From Tuesday to Friday we conducted the operations all day long which was very strenuous for all of us, but also a very enriching experience. During this time, we also deepened our personal contact and had a lot of fun together.
In the operating room of the Mengo hospital, conditions are rather unusual for us. During my first stay, I had experienced these already, but in the meantime almost forgotten about them.
The equipment had been considerably improved since my first stay, and my back was very grateful for the better chairs for the surgeon. They offer much better comfort during lengthy operations and cause less fatigue.
For patients, the new ergonomic operating chair is a great improvement, because, during the operation, patients are less uncomfortable than before. Unfortunately, I could see this new chair only from a distance because for reasons unknown to me they were used just for cataract surgeries which don’t last very long. But who knows, maybe there will be a surprise next time.
Although the two doctors mainly assisted me during the procedures, the feedback was very positive. We discussed in detail individual cases and the surgical options during and after the surgery. I noticed with joy that the “Teaching Effect” was substantial.
Together we were able to successfully treat some very severe cases and save people from total blindness:
Four patients came with retinal detachments respectively recurring retinal detachments. We were able to successfully treat these patients with vitrectomy, laser and subsequent tamponade.

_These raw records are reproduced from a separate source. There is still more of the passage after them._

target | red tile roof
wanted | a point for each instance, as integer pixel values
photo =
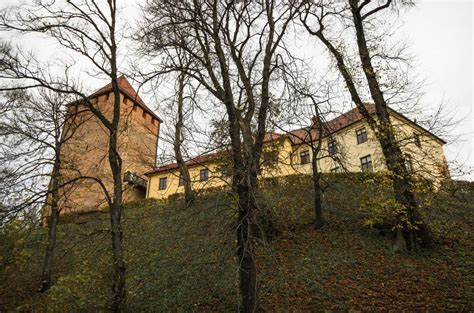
(297, 136)
(269, 136)
(127, 89)
(306, 134)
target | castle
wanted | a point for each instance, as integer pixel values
(85, 154)
(348, 145)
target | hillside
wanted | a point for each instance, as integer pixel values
(182, 259)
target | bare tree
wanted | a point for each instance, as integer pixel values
(34, 130)
(235, 52)
(179, 138)
(88, 30)
(412, 231)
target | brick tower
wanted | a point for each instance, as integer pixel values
(85, 154)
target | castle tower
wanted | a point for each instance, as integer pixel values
(85, 154)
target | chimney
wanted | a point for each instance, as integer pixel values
(315, 120)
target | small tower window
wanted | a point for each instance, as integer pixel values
(366, 164)
(304, 157)
(204, 174)
(361, 135)
(163, 183)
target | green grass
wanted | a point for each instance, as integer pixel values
(183, 259)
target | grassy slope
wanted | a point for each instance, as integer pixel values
(183, 259)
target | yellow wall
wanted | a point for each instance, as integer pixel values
(428, 161)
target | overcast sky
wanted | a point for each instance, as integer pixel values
(440, 34)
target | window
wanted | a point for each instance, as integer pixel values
(332, 147)
(226, 171)
(270, 158)
(366, 164)
(163, 183)
(417, 139)
(408, 163)
(361, 136)
(204, 174)
(304, 157)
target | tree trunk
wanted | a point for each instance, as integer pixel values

One patient had a severe diabetic tractional retinal detachment of the center, two patients had macular holes, and one patient had a persistent vitreous hemorrhage and possible retinal defect following a trauma.
The case of one patient was particularly dramatic. While working with a hammer and chisel, he got injured with a perforation of his bulbous and a fairly large intraocular foreign body. Fortunately, we were able to remove it successfully and could save his eye.
Still during my stay, I was able to get initial feedback from our patients during the follow-up, and I am very proud that the results were very nice. I will follow their postoperative development from a distance because I then can address any further upcoming questions and can continue to observe the recovery process.
After completing this exhausting but rewarding stay, I was especially pleased when I was asked to continue to act as a “Mentor on a Regularly Basis”. The medical achievements, as well as the personal contact with colleagues and patients, make me proud and I am pleased that I could help with my feedback and my assistance with some severe cases to save precious eyesight.